Overview
The purpose of the AI Factory collection is to provide a step-by-step process for setting up a simple AI Factory system and getting it up and running quickly, including:
Identifing the minimum hardware and networking requirements for your AI Factory. These baseline specifications also serve as a reference for more advanced deployments. OpenNebula supports high-performance architectures such as InfiniBand, Spectrum-X, and NVLink, although these setups are not automated and require custom configuration.
Follow the step-by-step deployment instructions using OneDeploy to build your AI Factory, with options for both on-premises installations and cloud-based deployments.
Optionally validate your setup using the same methodology we apply during formal infrastructure acceptance.

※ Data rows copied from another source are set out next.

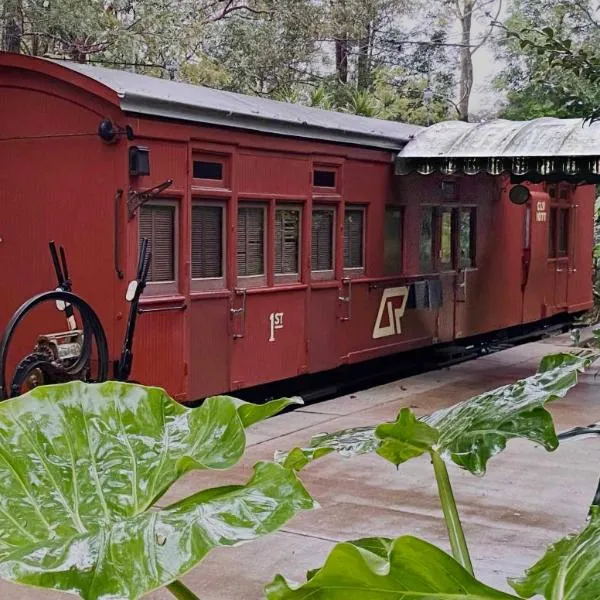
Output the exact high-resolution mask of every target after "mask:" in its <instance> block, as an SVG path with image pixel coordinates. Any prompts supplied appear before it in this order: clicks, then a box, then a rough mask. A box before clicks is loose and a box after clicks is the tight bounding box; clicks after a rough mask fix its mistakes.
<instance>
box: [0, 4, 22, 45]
mask: <svg viewBox="0 0 600 600" xmlns="http://www.w3.org/2000/svg"><path fill="white" fill-rule="evenodd" d="M21 2H22V0H6V2H5V4H4V13H3V15H2V16H3V21H4V27H3V29H2V49H3V50H6V52H14V53H17V54H18V53H19V52H21V40H22V37H23V31H22V29H21V21H22V20H21V14H22V6H21Z"/></svg>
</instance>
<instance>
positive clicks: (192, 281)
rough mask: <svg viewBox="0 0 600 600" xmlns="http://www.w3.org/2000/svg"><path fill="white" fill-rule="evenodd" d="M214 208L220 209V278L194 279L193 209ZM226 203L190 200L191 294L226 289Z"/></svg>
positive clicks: (217, 201) (195, 277)
mask: <svg viewBox="0 0 600 600" xmlns="http://www.w3.org/2000/svg"><path fill="white" fill-rule="evenodd" d="M196 206H214V207H217V208H220V209H221V276H220V277H194V276H193V273H194V264H193V255H192V244H193V235H194V229H193V220H194V207H196ZM227 248H228V239H227V203H226V202H224V201H221V200H209V199H204V198H192V206H191V213H190V281H191V284H190V287H191V291H192V292H198V291H204V290H222V289H226V287H227Z"/></svg>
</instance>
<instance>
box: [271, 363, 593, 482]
mask: <svg viewBox="0 0 600 600" xmlns="http://www.w3.org/2000/svg"><path fill="white" fill-rule="evenodd" d="M593 360H594V358H593V357H589V356H574V355H571V354H558V355H550V356H549V357H546V358H545V359H544V360H543V361H542V364H541V367H540V371H538V372H537V373H536V374H535V375H532V376H531V377H527V378H526V379H521V380H519V381H517V382H515V383H512V384H510V385H505V386H502V387H499V388H497V389H495V390H492V391H490V392H485V393H483V394H480V395H478V396H475V397H473V398H470V399H469V400H465V401H464V402H460V403H458V404H455V405H454V406H451V407H450V408H446V409H443V410H439V411H436V412H435V413H433V414H431V415H429V416H425V417H420V418H418V419H417V417H415V416H414V414H413V413H412V412H411V411H410V409H408V408H403V409H402V410H401V411H400V413H399V415H398V417H397V419H396V421H395V422H393V423H383V424H381V425H379V426H377V427H361V428H356V429H346V430H342V431H338V432H335V433H329V434H321V435H319V436H315V437H314V438H313V439H312V440H311V443H310V447H308V448H295V449H294V450H292V451H291V452H290V453H287V454H282V453H280V454H278V455H277V457H276V458H277V460H278V461H280V462H283V464H286V465H287V466H289V467H290V468H294V469H297V470H298V469H300V468H303V467H304V466H306V465H307V464H308V463H310V462H311V461H313V460H316V459H318V458H320V457H321V456H324V455H326V454H327V453H328V452H338V453H339V454H341V455H343V456H354V455H356V454H363V453H366V452H377V453H378V454H380V455H381V456H382V457H384V458H386V459H387V460H389V461H391V462H392V463H394V464H395V465H399V464H401V463H402V462H405V461H406V460H409V459H411V458H415V457H417V456H420V455H421V454H423V453H425V452H437V453H438V454H440V455H441V456H442V457H443V458H444V459H445V460H451V461H453V462H455V463H456V464H457V465H459V466H460V467H462V468H464V469H466V470H468V471H470V472H471V473H474V474H476V475H482V474H484V473H485V470H486V466H487V463H488V461H489V460H490V458H492V457H493V456H495V455H496V454H498V453H500V452H502V451H503V450H504V448H505V447H506V444H507V442H508V440H509V439H512V438H524V439H528V440H531V441H533V442H536V443H539V444H541V445H543V446H544V447H545V448H546V449H547V450H554V449H556V448H557V446H558V438H557V436H556V431H555V428H554V422H553V420H552V416H551V415H550V413H549V412H548V411H547V410H546V408H545V405H546V404H547V403H548V402H551V401H553V400H556V399H557V398H561V397H563V396H565V395H566V393H567V392H568V391H569V390H570V389H571V388H572V387H573V386H575V385H576V383H577V375H578V372H580V371H583V370H584V369H585V368H586V367H587V366H588V365H589V364H590V363H591V362H592V361H593ZM286 461H287V462H286Z"/></svg>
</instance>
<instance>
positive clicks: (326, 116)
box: [53, 60, 422, 150]
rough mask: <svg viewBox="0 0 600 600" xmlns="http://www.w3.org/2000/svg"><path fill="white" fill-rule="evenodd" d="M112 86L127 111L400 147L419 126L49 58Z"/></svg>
mask: <svg viewBox="0 0 600 600" xmlns="http://www.w3.org/2000/svg"><path fill="white" fill-rule="evenodd" d="M53 62H55V63H57V64H60V65H61V66H63V67H66V68H68V69H71V70H73V71H77V72H79V73H81V74H83V75H85V76H86V77H90V78H91V79H94V80H95V81H97V82H99V83H101V84H103V85H105V86H107V87H108V88H110V89H112V90H114V91H115V92H116V93H117V94H118V95H119V97H120V99H121V101H120V102H121V108H122V109H123V110H124V111H127V112H133V113H139V114H143V115H151V116H157V117H166V118H170V119H180V120H185V121H193V122H196V123H205V124H210V125H220V126H226V127H236V128H241V129H251V130H255V131H261V132H268V133H275V134H281V135H287V136H295V137H304V138H310V139H319V140H325V141H331V142H342V143H348V144H358V145H361V146H368V147H375V148H384V149H387V150H400V149H401V148H402V147H403V146H404V144H405V143H406V142H407V141H408V140H409V139H410V138H411V136H412V135H414V134H416V133H417V132H418V131H420V130H421V129H422V128H421V127H418V126H416V125H407V124H404V123H398V122H396V121H385V120H382V119H372V118H368V117H360V116H356V115H349V114H345V113H339V112H334V111H328V110H322V109H318V108H310V107H306V106H301V105H298V104H291V103H285V102H278V101H275V100H267V99H264V98H259V97H256V96H245V95H243V94H236V93H233V92H225V91H221V90H215V89H211V88H206V87H202V86H198V85H191V84H186V83H180V82H175V81H170V80H166V79H159V78H157V77H149V76H147V75H138V74H136V73H131V72H129V71H118V70H116V69H107V68H104V67H97V66H93V65H87V64H79V63H73V62H67V61H60V60H55V61H53Z"/></svg>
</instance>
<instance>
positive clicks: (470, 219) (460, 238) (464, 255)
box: [458, 208, 477, 269]
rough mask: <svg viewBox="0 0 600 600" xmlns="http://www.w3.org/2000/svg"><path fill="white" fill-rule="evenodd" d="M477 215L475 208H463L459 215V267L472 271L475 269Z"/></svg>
mask: <svg viewBox="0 0 600 600" xmlns="http://www.w3.org/2000/svg"><path fill="white" fill-rule="evenodd" d="M475 215H476V213H475V209H474V208H461V209H460V213H459V223H458V227H459V231H458V235H459V241H458V243H459V252H460V256H459V267H460V268H461V269H470V268H473V267H475V264H476V263H475V229H476V223H477V221H476V216H475Z"/></svg>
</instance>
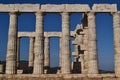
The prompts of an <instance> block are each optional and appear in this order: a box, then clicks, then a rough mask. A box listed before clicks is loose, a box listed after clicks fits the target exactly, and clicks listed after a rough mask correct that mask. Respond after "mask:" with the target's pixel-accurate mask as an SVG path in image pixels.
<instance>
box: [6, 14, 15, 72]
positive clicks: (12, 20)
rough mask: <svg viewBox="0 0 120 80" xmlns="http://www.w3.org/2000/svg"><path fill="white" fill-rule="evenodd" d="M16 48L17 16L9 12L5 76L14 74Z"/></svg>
mask: <svg viewBox="0 0 120 80" xmlns="http://www.w3.org/2000/svg"><path fill="white" fill-rule="evenodd" d="M16 47H17V14H16V13H15V12H11V13H10V24H9V34H8V47H7V56H6V74H15V73H16V53H17V49H16Z"/></svg>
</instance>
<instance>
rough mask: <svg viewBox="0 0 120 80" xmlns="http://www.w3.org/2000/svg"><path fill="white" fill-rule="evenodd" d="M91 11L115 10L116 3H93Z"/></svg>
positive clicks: (103, 10) (115, 6) (115, 7)
mask: <svg viewBox="0 0 120 80" xmlns="http://www.w3.org/2000/svg"><path fill="white" fill-rule="evenodd" d="M92 11H93V12H116V11H117V5H116V4H94V5H93V7H92Z"/></svg>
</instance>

This validation focuses on using AI-ready Kubernetes with NVIDIA Dynamo® or NVIDIA KAI Scheduler®.
Basic Outline
Configuring, deploying and validating a high-performance AI infrastructure using OpenNebula involves these steps:
Familiarize yourself with Architecture and Specifications. We recommend to consult the guide on GPU PCI-passthrough for details relating to your GPU hardware and IOMMU.
Deploy and configure your AI Factory with one of these alternatives:
- On-premises AI Factory Deployment: Set up an AI Factory sing OneDeploy for on-prem environments.
- On-cloud AI Factory Deployment: Set up an AI Factory using OneDeply on Scaleway for cloud environments.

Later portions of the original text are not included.